Based on my own experience with dying people and their families, I have no doubt that compassion lies at the heart of such a program, just the opposite of the cold calculated effort to kill off the weak and infirm that the shouters of "death squad" allege. The goal is to give patients and their families the knowledge and insight that would empower them to decide, when appropriate, against accepting medical care that would accomplish little more than to prolong suffering.
Avoidance of unnecessary suffering, would be the primary outcome of consistent end-of-life counseling. As an added benefit big cost savings would undoubtedly be realized because simple measures to keep a dying patient comfortable cost a whole lot less than aggressive interventions that may eke out a few extra hours, days or weeks of miserable existence.

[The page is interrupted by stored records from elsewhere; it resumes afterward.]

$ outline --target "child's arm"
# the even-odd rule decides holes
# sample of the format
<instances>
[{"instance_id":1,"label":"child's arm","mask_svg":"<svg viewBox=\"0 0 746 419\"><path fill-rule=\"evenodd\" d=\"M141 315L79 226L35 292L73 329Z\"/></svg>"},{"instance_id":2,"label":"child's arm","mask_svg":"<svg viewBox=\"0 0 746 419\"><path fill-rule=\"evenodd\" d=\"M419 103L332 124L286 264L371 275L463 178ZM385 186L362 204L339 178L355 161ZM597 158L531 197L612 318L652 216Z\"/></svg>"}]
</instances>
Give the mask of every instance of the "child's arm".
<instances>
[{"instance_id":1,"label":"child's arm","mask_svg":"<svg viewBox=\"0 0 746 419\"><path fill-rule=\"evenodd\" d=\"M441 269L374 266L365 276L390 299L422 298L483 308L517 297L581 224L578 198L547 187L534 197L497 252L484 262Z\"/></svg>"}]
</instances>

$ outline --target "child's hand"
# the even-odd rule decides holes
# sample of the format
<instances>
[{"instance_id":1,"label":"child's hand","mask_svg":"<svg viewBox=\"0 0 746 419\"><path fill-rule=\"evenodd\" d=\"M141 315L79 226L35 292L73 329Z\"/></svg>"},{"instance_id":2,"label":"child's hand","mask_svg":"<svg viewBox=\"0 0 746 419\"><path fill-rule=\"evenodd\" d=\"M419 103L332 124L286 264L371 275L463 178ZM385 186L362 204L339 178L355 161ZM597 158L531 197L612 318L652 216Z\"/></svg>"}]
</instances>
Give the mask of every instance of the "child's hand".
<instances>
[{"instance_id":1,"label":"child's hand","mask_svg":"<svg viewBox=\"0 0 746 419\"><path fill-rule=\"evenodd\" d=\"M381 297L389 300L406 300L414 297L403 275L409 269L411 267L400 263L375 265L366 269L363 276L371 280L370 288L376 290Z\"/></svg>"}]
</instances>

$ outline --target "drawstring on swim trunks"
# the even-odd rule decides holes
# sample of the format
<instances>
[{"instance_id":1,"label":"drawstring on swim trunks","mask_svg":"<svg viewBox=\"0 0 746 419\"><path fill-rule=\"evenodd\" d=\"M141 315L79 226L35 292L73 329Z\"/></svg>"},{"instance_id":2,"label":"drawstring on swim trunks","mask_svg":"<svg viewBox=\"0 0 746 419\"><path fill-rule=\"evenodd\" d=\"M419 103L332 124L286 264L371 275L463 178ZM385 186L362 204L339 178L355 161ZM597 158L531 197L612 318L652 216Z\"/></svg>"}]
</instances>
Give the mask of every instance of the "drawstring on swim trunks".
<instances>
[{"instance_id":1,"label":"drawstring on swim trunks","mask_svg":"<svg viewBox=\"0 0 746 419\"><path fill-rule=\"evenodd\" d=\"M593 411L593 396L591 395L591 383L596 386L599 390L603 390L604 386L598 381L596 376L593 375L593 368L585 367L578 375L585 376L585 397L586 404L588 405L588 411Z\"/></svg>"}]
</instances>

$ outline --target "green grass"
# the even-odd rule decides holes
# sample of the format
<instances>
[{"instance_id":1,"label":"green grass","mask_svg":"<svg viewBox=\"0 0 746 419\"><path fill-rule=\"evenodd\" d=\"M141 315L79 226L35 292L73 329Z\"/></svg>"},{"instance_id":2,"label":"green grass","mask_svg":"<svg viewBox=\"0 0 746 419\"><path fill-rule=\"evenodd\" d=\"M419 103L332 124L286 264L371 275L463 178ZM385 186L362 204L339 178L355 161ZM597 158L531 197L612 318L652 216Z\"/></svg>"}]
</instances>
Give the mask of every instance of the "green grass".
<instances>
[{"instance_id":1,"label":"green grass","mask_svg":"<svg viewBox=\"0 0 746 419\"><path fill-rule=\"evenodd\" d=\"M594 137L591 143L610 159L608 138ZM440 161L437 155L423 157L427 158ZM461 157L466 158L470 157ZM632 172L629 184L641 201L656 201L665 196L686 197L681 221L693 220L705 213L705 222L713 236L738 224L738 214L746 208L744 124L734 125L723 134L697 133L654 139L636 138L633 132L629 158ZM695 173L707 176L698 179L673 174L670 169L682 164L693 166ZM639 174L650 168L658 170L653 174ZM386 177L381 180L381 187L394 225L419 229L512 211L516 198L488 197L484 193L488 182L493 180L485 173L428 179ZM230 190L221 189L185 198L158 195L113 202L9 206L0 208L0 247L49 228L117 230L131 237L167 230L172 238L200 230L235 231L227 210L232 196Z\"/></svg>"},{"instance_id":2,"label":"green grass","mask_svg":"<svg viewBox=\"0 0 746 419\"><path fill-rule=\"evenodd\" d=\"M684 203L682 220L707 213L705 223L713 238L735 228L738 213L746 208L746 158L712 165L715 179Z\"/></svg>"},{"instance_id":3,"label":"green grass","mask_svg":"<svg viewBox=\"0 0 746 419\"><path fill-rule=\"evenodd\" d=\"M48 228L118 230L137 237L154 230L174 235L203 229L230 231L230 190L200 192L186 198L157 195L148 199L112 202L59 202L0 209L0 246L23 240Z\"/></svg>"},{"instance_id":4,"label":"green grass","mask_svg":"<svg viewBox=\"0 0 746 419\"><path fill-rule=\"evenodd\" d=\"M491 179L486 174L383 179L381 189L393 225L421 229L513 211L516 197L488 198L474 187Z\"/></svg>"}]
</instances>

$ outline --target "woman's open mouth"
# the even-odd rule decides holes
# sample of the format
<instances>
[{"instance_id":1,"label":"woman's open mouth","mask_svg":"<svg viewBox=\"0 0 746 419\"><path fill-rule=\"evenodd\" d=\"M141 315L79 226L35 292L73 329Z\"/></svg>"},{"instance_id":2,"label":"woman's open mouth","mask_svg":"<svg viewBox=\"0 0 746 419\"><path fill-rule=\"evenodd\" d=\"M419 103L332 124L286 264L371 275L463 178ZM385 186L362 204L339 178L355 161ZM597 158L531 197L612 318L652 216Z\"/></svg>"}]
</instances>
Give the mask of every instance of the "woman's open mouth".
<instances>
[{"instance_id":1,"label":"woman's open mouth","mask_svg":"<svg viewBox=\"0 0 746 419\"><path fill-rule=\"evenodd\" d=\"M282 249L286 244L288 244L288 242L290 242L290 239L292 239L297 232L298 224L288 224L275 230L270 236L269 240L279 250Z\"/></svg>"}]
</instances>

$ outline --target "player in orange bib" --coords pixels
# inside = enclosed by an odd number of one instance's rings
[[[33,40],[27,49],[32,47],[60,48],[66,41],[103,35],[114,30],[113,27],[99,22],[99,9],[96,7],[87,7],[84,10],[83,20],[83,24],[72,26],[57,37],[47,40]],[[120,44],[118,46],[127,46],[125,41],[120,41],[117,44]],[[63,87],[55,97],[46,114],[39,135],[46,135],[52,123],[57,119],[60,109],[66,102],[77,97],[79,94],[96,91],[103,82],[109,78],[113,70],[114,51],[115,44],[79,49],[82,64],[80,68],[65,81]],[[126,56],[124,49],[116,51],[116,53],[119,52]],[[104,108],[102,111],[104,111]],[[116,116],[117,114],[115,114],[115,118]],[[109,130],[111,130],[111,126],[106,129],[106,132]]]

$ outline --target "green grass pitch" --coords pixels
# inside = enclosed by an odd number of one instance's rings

A report published last month in the New England Journal of Medicine underlines just how badly we do at making medical decisions when there's little or no hope of getting better. The researchers followed 323 nursing home patients with advanced Alzheimer's disease. Healthcare proxies, mostly trusted family members who had assumed the heavy responsibility of making medical decisions for their demented loved ones, were also included in the study.
During the 18 month duration of the project, more than half of the subjects died. Pneumonia, other illness with fever, and eating problems accounted for most of the deaths. Forty percent of all patients experienced shortness of breath and equally as many endured pain during this period, with an even higher likelihood of suffering among those who died. Miserable or not, terrible prognosis or not, four out of ten of the patients who passed on were subject, in the last three months of life, to hospitalization, emergency room visits, IV therapy or tube-feeding.
Keep in mind that these are people at a stage of dementia which has left them: not knowing the name of their spouse or even sometimes their own name; unaware of recent experiences and events; needing help dressing and toileting; probably incontinent; subject to hallucinations, uncomfortable delusions, and persistent compulsive behaviors such as shouting or hand-wringing; and, if they are mobile at all, likely to wander and get lost in the most familiar of circumstances. Those patients whose proxies had a good understanding of expected complications and poor prognosis were much less likely to be put through trips to ER and hospital and feeding by vein or tube.
Nevertheless, a program aimed at educating and empowering people and their loved ones to make better end-of-life decisions while they still have the ability to do so, is labeled a "death squad". It makes me wonder if some of our public figures don't themselves suffer with paranoid delusions.